The six months that have passed have been filled with displaced residents, a county response team that has always been working, an oil company attempting to figure out what went wrong and a state government investigating about possible legal action.
The Mayflower oil spill does not touch the larger disasters in the southeast gulf or in Alaska, but it has changed the lives of many people in the area, perhaps forever.
Just one day following the discovery of the spill, ExxonMobil representatives released details about the accident while the Environmental Protection Agency classified the spill as “major.”
Since then, battles have been waged over the cause of the spill, the debate over restarting the pipeline and the possibility of litigation from individuals and from government agencies have been the highlights of each passing day.
But even as there have been confrontations about the after effects of the spill, as soon as two weeks later, officials with the EPA stated that health effects will be “minimal if any” on those residents who were closest to the spill.

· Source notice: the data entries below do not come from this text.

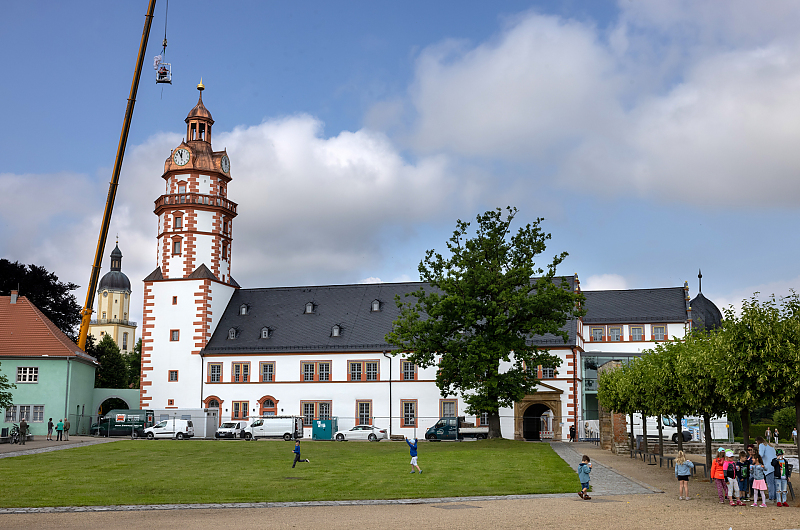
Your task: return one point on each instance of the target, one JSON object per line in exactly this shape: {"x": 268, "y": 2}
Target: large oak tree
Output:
{"x": 485, "y": 302}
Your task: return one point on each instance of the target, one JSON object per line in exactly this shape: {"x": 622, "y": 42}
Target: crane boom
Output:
{"x": 86, "y": 313}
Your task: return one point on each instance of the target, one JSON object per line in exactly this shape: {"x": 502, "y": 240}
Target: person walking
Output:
{"x": 759, "y": 483}
{"x": 413, "y": 451}
{"x": 683, "y": 468}
{"x": 584, "y": 471}
{"x": 296, "y": 452}
{"x": 767, "y": 453}
{"x": 23, "y": 430}
{"x": 781, "y": 474}
{"x": 718, "y": 474}
{"x": 60, "y": 430}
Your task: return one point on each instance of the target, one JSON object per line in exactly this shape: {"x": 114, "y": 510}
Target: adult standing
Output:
{"x": 767, "y": 453}
{"x": 23, "y": 430}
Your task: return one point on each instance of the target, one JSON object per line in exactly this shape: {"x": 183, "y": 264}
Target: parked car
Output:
{"x": 231, "y": 429}
{"x": 362, "y": 432}
{"x": 171, "y": 428}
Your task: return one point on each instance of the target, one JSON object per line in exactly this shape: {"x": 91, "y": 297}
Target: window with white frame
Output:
{"x": 267, "y": 372}
{"x": 409, "y": 371}
{"x": 215, "y": 373}
{"x": 409, "y": 408}
{"x": 27, "y": 374}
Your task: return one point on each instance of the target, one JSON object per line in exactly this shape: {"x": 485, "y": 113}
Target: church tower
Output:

ExxonMobil responded with compensation to the Northwoods residents, including $10,000 to each residence affected.
A little over a month later, the same Pegasus pipeline ruptured in Missouri, and while not as drastic as Mayflower, it gave new ammunition to those who wanted to shut down the entire pipeline. An investigation showed that the gash in the pipeline in Mayflower was 22 feet long and two inches wide. ExxonMobil blamed the manufacturer of the pipeline, although that company no longer exists.
In the wake of those revelations, two class action lawsuits were filed, and another lawsuit was filed by Arkansas officials and federal prosecutors claiming violations of environmental laws.
During the summer, the Log Cabin Democrat conducted independent testing of water and soil from affected areas to see if conditions were livable. Results of those tests, done with the help of Arkansas State University, revealed that lake water was safe, although some areas of the cove remained questionable.
Six months later, much has been done to clean up the area, but there is much to do and much to play out, most notably the lawsuits, which may not come before a court until mid-2014.
Until then, work continues to be done, and questions continue to be asked.
All the answers may not be available for another six months or later.